= Fausto Bellino Tasca =

Italian-American painter and sculptor

Fausto Bellino Tasca (June 29, 1885 – December 9, 1937) was an Italian-American painter and sculptor active in Southern California.

Born in San Zenone degli Ezzelini, Italy, Tasca emigrated to the US with his wife, the singer Paolina Francesca Tasca, on the SS France from Le Havre, France, arriving on 23 February 1913.

In 1921 he painted murals, with subjects taken from O.E. Monnette's Chronology of California, for the newly built Citizens' Trust and Savings Bank located on 736–740 Hill St., Los Angeles.
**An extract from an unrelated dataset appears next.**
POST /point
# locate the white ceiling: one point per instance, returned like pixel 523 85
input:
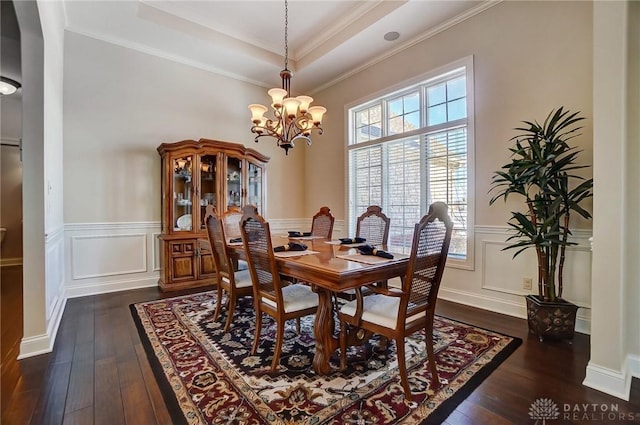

The subjects included The Triumph of California and an allegorical figure of Industry surrounded by skyscrapers under construction.

Tasca was also renowned for his ecclesiastical decorations, including a remarkable cycle of paintings and windows for San Diego's church of Our Lady of the Rosary, completed in 1926 and restored in 2020. The latter work has been praised for its technical ingenuity, including the innovation of false leading in stained glass windows painted on continuous sheets of glass, and the production of a clay preparatory model for the Crucifixion scene above the altar. Tasca also executed numerous portraits, including a 1937 portrait of Galileo Galilei made for Griffith Observatory. Tasca died on December 9 of that year.